How Low is Too Low for R2
Why This Article?
Over the last few months, I have been keenly following the rigor with which the healthcare community is conducting clinical studies during the current pandemic. I was contrasting this with the more free-style approach that we in the industrial data science community use in proving out our models and deploying them. While the stakes are arguably lower, the impact of even a simple mistake can be similar- the performance of your AI model in the lab will not be reproducible in the field. This article series is an overview of common mistakes that I have noticed practitioners in the industrial sector commit while building machine learning models and how to avoid them. I hope you will find this article useful if you are:- A subject matter expert in the industrial sector and are looking to move towards building a career in data science
- An executive charged with generating ROI from digital programs
- An industrial data science expert looking to validate your own experience.

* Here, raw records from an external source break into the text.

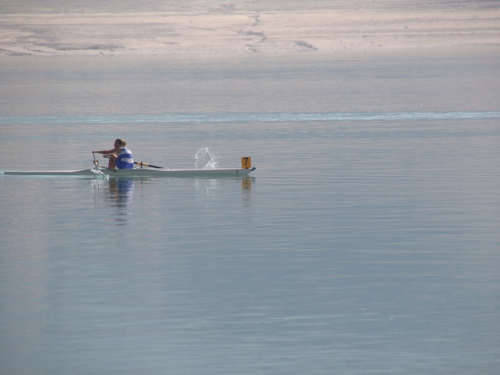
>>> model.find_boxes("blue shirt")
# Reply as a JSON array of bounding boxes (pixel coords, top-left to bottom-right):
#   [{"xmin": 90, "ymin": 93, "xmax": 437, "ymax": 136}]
[{"xmin": 115, "ymin": 147, "xmax": 134, "ymax": 169}]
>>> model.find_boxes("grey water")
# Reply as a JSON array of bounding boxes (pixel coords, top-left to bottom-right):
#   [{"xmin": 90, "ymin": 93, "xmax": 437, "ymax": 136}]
[{"xmin": 1, "ymin": 54, "xmax": 499, "ymax": 375}]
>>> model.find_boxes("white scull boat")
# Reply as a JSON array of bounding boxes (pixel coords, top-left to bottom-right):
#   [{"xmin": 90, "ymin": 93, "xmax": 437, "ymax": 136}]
[{"xmin": 3, "ymin": 166, "xmax": 256, "ymax": 178}]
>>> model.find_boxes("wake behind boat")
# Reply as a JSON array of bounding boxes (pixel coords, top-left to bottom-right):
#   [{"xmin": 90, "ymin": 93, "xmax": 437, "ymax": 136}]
[{"xmin": 3, "ymin": 157, "xmax": 256, "ymax": 178}]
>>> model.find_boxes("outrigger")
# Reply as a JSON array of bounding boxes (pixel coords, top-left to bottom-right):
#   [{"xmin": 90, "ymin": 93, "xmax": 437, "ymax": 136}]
[{"xmin": 3, "ymin": 156, "xmax": 256, "ymax": 178}]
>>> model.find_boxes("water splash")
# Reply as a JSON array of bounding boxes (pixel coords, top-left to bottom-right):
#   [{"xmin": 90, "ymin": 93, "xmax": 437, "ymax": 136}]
[
  {"xmin": 195, "ymin": 147, "xmax": 220, "ymax": 169},
  {"xmin": 91, "ymin": 167, "xmax": 109, "ymax": 180}
]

- Management of machine learning models throughout their lifecycle
- Building end-to-end data integration pipelines from raw data ingestion to analytic output delivery
- Optimization of your models without impacting their generalizability
- Rinse and repeat design patterns that scale to all of your data across the varying modalities, volumes, and velocities.
- How do you and your business leaders decide if your model is worth taking to the field?
- Will your model live up to its lab performance in the field?
- How do you combine your model with legacy reasoning tools or human intelligence to provide the best possible outcomes to your business?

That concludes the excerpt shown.